Combining Diacritical Marks Supplement

  omit:    1DC0..1DC1, 1DC3

  reason:  1DC0..1DC1 are editorial signs for Ancient Greek, used only
           in academic annotation. 1DC3 is a combining mark for
           Glagolitic, a historic script already omitted from the list.

CJK Symbols and Punctuation

  omit:    302A..302F

  reason:  These are tone mark annotations only used in nonstandard
           annotations of Han characters or Hangul. They are not
           part of either standard CJK orthographies or the commonly
           encountered Latin transliterations for Chinese or Korean.

  omit:    3031..3035, 303B..303C

  reason:  While these are not combining marks, they should also be
           omitted from the inclusions list. 3031..3035 are special
           character forms only appropriate for vertically-rendered
           text and inappropriate for internet identifiers. 303B
           is another vertical rendering form. And 303C is an
           abbreviatory symbol that happens to equate to "masu"
           in Japanese, but is not a part of the regular orthography
           of Japanese.

Combining Half Marks

  omit:    FE20..FE23

  reason:  These are compatibility half forms, used only in the
           mapping of certain legacy bibliographic character encodings.
           They are not appropriate for normal Unicode text representation.

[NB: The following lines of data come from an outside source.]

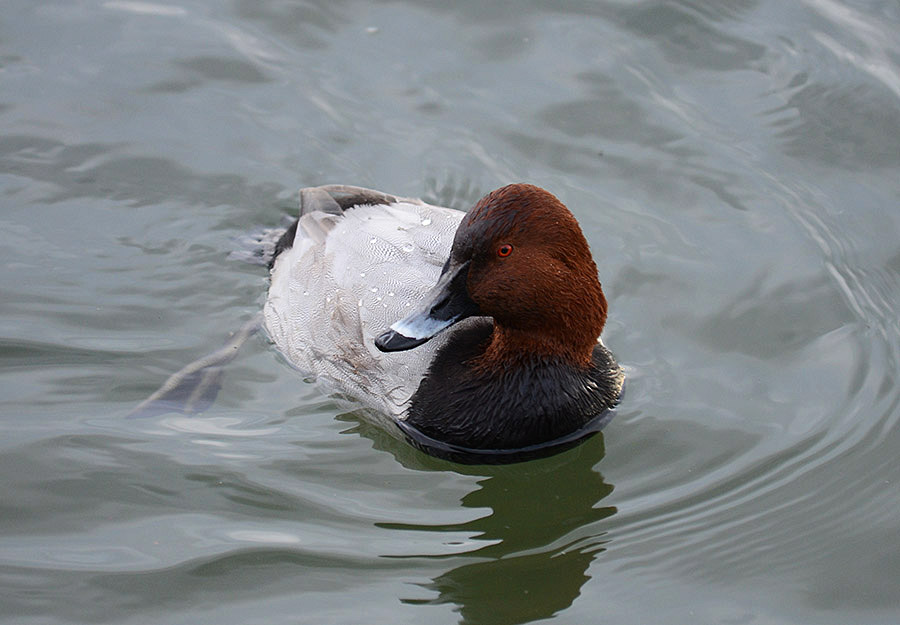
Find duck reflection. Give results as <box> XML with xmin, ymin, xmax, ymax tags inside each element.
<box><xmin>350</xmin><ymin>416</ymin><xmax>616</xmax><ymax>625</ymax></box>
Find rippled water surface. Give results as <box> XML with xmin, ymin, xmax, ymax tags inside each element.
<box><xmin>3</xmin><ymin>1</ymin><xmax>900</xmax><ymax>623</ymax></box>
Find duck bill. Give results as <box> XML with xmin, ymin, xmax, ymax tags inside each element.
<box><xmin>375</xmin><ymin>260</ymin><xmax>479</xmax><ymax>352</ymax></box>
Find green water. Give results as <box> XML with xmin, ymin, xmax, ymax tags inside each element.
<box><xmin>2</xmin><ymin>1</ymin><xmax>900</xmax><ymax>623</ymax></box>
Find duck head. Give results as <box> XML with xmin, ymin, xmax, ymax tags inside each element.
<box><xmin>375</xmin><ymin>183</ymin><xmax>607</xmax><ymax>368</ymax></box>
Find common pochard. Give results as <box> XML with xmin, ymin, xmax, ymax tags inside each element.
<box><xmin>264</xmin><ymin>183</ymin><xmax>624</xmax><ymax>462</ymax></box>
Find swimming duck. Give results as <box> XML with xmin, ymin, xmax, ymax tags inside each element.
<box><xmin>264</xmin><ymin>183</ymin><xmax>623</xmax><ymax>462</ymax></box>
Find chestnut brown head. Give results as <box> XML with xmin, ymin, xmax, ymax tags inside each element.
<box><xmin>376</xmin><ymin>184</ymin><xmax>607</xmax><ymax>367</ymax></box>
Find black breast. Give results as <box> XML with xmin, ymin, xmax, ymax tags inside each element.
<box><xmin>406</xmin><ymin>321</ymin><xmax>622</xmax><ymax>451</ymax></box>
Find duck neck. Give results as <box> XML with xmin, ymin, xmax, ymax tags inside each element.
<box><xmin>475</xmin><ymin>291</ymin><xmax>607</xmax><ymax>371</ymax></box>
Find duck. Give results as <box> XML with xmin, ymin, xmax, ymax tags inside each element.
<box><xmin>263</xmin><ymin>183</ymin><xmax>624</xmax><ymax>462</ymax></box>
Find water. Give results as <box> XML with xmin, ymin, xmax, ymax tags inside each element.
<box><xmin>2</xmin><ymin>1</ymin><xmax>900</xmax><ymax>623</ymax></box>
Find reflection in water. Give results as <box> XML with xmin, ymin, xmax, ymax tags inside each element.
<box><xmin>619</xmin><ymin>1</ymin><xmax>765</xmax><ymax>71</ymax></box>
<box><xmin>408</xmin><ymin>547</ymin><xmax>603</xmax><ymax>625</ymax></box>
<box><xmin>234</xmin><ymin>0</ymin><xmax>352</xmax><ymax>49</ymax></box>
<box><xmin>352</xmin><ymin>418</ymin><xmax>615</xmax><ymax>624</ymax></box>
<box><xmin>0</xmin><ymin>134</ymin><xmax>285</xmax><ymax>209</ymax></box>
<box><xmin>675</xmin><ymin>272</ymin><xmax>854</xmax><ymax>360</ymax></box>
<box><xmin>768</xmin><ymin>81</ymin><xmax>900</xmax><ymax>169</ymax></box>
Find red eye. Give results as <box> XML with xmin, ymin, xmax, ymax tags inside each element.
<box><xmin>497</xmin><ymin>244</ymin><xmax>513</xmax><ymax>257</ymax></box>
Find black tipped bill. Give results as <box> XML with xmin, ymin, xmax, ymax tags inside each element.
<box><xmin>375</xmin><ymin>260</ymin><xmax>478</xmax><ymax>353</ymax></box>
<box><xmin>374</xmin><ymin>328</ymin><xmax>429</xmax><ymax>352</ymax></box>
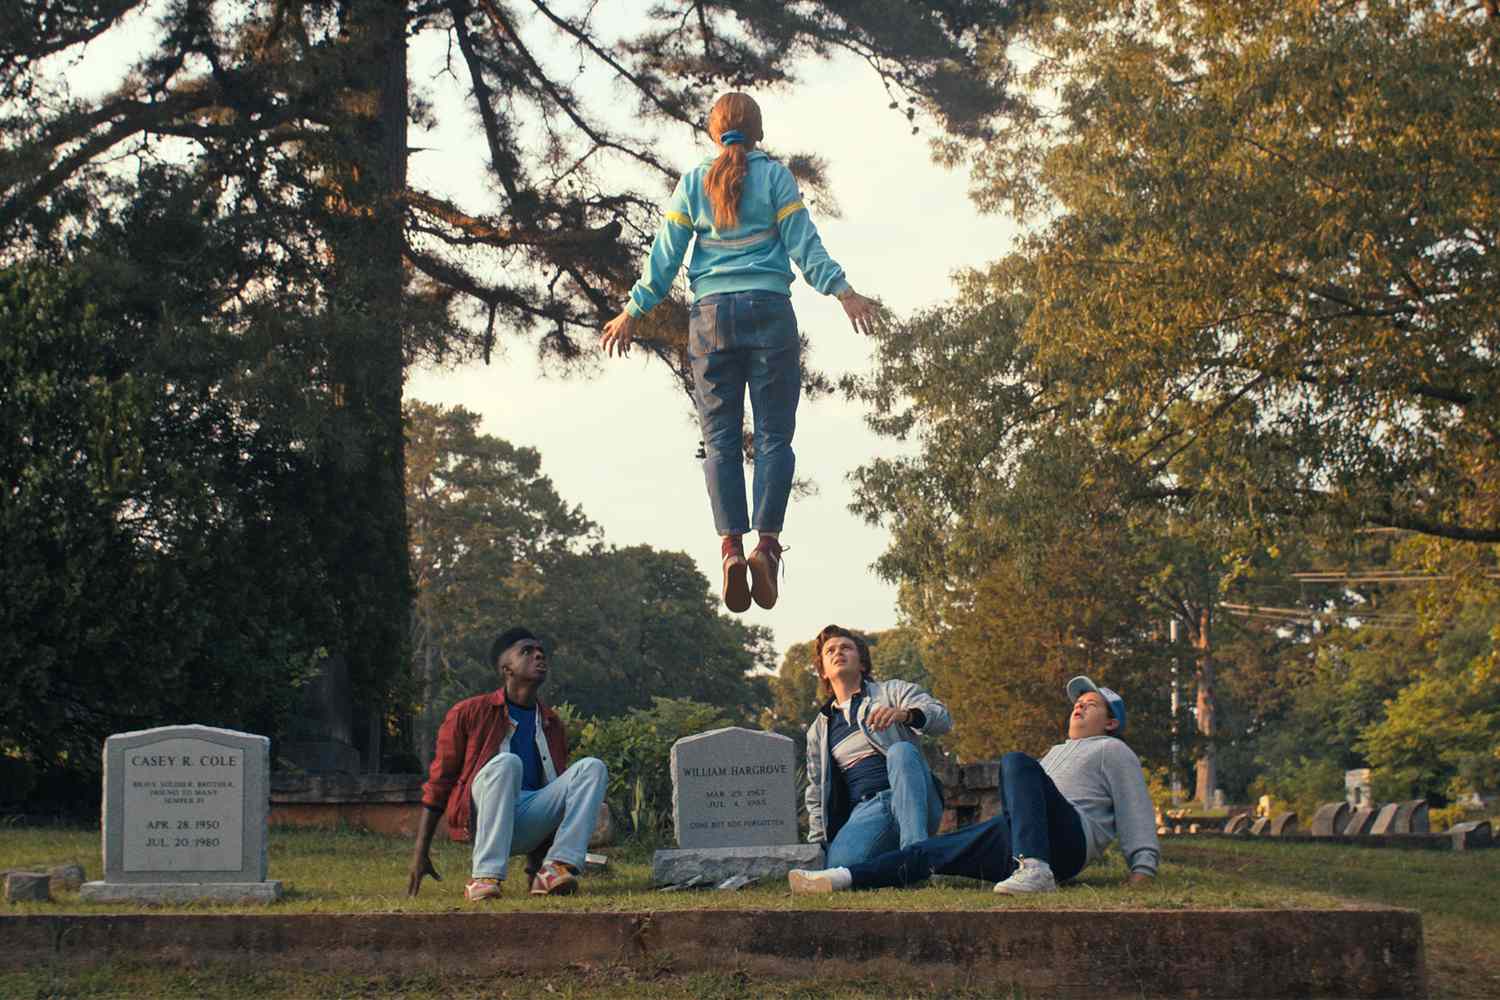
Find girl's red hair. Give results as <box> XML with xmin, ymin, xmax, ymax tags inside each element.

Arabic Presentation Forms-B

  omit:    FE73

  reason:  This is another oddball compatibility character, encoded only
           for transcoding to some old IBM code pages, but which doesn't
           have any compatibility decomposition mapping, and so which
           didn't get filtered by the NFKC(cp) != cp criterion. It should
           simply be omitted by exception here because it is
           inappropriate for use in internet identifiers.